Smoke - Life in Haiti

   Bathed in the Smoke of a Thousand Fires
(Life in Haiti)


Burning off fields
    Morning, noon, and night brings the misty fogs of various essences and textures wafting gently up and over the wall or cascading down upon us as wildly as a cavalry charge. Sometimes it originates in our own area as we burn our “fatra” or yard debris. It’s an integral part of Haiti - smoke in the air around us, and it can be very pleasant. Inhaling may bring a hint of sandalwood, mesquite, or other various woody odors.

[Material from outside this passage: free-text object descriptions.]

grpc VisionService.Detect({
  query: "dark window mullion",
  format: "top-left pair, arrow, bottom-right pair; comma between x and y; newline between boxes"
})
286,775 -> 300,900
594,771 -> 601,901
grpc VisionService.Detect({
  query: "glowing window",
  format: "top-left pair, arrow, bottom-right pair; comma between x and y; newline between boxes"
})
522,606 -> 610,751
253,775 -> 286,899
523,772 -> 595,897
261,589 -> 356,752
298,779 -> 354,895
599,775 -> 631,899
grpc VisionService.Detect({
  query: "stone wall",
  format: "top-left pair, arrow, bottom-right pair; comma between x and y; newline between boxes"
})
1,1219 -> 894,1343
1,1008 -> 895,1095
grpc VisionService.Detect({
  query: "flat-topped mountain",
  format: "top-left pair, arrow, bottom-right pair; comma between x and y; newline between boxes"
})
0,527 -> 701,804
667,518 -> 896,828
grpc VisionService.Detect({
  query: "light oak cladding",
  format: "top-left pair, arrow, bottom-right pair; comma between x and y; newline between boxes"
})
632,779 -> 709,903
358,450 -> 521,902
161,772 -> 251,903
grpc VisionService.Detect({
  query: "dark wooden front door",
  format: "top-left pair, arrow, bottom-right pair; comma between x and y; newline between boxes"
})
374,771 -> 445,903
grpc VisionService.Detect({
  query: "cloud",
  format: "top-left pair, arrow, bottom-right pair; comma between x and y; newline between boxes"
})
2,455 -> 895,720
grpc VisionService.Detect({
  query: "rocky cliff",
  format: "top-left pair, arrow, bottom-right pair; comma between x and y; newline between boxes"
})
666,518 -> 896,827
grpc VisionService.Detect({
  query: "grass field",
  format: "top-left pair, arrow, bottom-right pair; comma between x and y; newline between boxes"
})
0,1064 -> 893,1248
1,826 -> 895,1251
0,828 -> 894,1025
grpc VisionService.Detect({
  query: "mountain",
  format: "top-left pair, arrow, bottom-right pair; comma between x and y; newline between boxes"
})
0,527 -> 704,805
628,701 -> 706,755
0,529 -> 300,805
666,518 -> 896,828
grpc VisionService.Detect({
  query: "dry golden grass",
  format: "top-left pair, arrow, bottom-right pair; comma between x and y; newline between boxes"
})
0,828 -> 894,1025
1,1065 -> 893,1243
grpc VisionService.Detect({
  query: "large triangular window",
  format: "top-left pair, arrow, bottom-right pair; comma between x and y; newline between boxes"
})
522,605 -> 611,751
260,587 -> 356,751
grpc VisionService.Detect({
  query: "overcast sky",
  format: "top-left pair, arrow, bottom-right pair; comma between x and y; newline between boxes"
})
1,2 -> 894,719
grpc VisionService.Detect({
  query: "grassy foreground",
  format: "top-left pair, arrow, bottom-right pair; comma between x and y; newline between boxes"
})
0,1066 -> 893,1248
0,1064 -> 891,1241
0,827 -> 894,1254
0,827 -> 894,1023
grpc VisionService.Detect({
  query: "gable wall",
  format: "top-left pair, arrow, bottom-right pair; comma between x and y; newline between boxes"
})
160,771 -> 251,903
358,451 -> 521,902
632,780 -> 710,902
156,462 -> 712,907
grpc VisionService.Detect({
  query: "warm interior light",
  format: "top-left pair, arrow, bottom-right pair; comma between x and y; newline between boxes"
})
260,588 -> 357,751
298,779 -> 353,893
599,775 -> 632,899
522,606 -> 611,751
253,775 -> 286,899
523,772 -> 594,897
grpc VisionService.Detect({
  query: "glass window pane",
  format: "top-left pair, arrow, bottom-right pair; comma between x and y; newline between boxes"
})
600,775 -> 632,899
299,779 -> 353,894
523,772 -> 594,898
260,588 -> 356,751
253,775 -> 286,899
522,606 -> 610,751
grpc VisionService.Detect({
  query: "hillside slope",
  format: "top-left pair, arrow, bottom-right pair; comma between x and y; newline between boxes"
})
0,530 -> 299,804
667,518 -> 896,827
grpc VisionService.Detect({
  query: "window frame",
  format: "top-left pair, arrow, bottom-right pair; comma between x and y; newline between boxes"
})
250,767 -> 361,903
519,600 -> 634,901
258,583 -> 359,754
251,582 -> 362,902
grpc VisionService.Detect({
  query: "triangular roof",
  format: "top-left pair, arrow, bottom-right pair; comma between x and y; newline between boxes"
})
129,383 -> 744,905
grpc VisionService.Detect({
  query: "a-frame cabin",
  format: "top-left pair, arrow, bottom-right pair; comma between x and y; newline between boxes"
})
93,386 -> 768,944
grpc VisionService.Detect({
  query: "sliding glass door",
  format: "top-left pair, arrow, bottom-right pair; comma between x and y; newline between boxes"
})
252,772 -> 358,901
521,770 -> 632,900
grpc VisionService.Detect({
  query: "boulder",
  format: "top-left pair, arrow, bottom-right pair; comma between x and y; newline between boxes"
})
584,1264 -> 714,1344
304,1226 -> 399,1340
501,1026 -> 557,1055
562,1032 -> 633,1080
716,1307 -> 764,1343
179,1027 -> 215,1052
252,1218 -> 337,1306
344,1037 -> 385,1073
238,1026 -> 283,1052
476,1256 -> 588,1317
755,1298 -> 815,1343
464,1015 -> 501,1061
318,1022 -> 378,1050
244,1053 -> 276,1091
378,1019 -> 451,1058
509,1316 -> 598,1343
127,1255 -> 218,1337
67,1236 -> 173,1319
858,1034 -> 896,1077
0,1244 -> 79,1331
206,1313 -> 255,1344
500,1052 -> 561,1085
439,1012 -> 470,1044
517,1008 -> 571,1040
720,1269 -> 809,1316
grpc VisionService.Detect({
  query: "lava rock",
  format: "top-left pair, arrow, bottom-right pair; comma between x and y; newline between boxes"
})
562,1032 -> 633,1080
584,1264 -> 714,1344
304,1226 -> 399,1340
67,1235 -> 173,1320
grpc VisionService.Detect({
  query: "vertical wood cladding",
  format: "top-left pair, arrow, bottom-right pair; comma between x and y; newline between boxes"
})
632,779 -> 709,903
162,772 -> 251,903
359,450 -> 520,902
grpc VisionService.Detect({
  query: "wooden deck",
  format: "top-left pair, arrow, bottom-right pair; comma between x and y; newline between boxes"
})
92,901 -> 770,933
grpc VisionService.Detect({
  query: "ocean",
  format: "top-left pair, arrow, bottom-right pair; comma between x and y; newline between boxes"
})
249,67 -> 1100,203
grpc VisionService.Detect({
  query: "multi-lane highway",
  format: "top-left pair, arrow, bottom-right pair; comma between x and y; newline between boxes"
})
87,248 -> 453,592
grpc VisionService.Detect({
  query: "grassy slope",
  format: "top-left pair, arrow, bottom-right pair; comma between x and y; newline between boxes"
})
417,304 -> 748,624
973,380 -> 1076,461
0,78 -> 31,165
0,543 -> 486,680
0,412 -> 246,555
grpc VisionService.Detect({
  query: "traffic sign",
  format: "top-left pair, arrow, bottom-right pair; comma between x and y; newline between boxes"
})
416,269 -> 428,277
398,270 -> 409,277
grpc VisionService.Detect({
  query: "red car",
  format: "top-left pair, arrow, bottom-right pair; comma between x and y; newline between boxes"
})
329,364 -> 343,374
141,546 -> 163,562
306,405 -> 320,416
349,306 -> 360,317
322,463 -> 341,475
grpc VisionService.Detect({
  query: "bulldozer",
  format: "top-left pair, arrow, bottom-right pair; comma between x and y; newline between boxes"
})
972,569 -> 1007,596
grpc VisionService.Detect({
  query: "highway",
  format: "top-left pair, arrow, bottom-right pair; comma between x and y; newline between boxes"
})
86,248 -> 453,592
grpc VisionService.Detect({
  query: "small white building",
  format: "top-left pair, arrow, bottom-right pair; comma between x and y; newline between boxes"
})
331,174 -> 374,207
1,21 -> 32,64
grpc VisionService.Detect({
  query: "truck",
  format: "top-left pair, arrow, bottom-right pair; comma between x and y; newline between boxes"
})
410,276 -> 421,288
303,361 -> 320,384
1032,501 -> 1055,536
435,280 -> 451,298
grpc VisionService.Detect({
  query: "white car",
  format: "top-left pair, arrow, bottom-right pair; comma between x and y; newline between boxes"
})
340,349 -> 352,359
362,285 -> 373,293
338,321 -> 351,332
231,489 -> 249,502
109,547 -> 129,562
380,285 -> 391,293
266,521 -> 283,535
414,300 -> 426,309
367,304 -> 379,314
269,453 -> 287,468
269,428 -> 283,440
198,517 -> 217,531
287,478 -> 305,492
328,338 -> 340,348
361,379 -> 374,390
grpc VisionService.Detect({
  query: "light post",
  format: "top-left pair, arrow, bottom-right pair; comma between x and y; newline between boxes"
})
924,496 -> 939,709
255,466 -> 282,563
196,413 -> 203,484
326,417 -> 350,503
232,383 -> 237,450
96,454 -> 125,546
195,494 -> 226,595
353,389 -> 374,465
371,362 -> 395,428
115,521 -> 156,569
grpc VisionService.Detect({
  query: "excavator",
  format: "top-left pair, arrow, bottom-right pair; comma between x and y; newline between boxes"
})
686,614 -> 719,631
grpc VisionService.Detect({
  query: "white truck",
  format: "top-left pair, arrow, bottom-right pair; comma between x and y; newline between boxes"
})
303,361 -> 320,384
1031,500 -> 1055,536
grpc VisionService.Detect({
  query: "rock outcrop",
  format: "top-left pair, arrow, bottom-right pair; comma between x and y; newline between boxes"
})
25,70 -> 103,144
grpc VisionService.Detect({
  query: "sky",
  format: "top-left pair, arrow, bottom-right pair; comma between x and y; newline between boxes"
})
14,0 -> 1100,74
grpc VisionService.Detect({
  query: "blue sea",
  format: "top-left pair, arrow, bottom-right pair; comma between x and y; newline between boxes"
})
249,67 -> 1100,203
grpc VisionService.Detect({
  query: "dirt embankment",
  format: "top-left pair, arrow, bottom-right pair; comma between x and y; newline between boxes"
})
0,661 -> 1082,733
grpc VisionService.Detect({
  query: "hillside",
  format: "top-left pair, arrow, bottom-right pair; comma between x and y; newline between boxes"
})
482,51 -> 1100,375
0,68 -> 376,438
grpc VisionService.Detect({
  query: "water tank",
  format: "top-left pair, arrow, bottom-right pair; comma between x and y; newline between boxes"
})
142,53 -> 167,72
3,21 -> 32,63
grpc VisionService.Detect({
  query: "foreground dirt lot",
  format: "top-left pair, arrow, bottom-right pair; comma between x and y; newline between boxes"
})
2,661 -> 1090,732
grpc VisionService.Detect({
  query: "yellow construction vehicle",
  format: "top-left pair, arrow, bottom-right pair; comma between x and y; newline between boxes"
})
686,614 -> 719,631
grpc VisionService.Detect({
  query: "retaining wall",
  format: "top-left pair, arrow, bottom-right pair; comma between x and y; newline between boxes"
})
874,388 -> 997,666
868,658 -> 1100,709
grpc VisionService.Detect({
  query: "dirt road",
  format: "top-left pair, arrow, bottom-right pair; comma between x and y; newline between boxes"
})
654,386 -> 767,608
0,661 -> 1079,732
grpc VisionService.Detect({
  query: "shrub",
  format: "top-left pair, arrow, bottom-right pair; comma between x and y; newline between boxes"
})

Or, it may literally “choke you up” as a neighbor tries to eliminate part of the ever present plastic of western packaging by burning it on his fire. I recall an incident about three years ago in which a German lady was traveling with us lamented that “Haiti was so clean and beautiful when we first arrived years ago”. With so few landfills, much of it get burned especially in the countryside. That’s not so pleasant.
Cooking
    But, smoke in the air tells me that life is happening, and here in Haiti it usually means that someone is, or is about to start, cooking. Often, as a precursor to the rising smoke, you will hear the “thwack”, “crack”, and “hack” of a machete biting into a dry log in order to make smaller pieces (moso yo) of wood for the cooking fire. It never ceases to amaze me as to the variety of food dishes the ladies can produce over an open wood fire. It’s truly amazing! “Gato” (or cake), “diri ak pwa” (rice and beans), as well as any number of meat dishes such as “kabrit” (goat), “poul” (chicken), “bef” (beef), and, if you are near the water, “pwason” (fish). “Soup Joumou” (pronounced joomoo) is a personal favorite of mine, and is a stew that is made from local pumpkins or winter squash along with chunks of beef, potatoes, and/or plantains. It is seasoned with parsley, carrots, and onions, and often has some type of pasta added in and spiced up to suit the individual cook. Of course, there is always some great homemade bread to eat with or dip in the soup. Soup Joumou is always served on January First here in Haiti, because the Haitians under the French were not allowed to eat soup joumou! After winning their independence, they now  enjoy this tasty dish all year long, but especially the first day of the new year.

Making charcoal
    Smoke - it is in the air here in Haiti, and we bathe in it daily. It is also an indicator of God’s provision for the people of Haiti. Using what God has given them, they work, live, and eat well for the most part. More often than not, they do all this with a smile on their face and singing joyfully for all to hear while in the midst of the all encompassing smoke. I recall from my youth my Grandfather “smoking” meat as a means of preserving it. In the same way the smoke here in Haiti helps to preserve the culture that developed over the years. In Matthew 6:26, Jesus says, “look at the birds of the air; they do not sow or reap or store away in barns, and yet your heavenly Father feeds them. Are you (any of us, emphasis mine) more valuable than they?” Lord God, as we continue to live in Haiti and soak up (understand) its culture more and more, give us sensitive hearts to relate well to our neighbors, and preserve us all by your grace and the smoke from a thousand fires.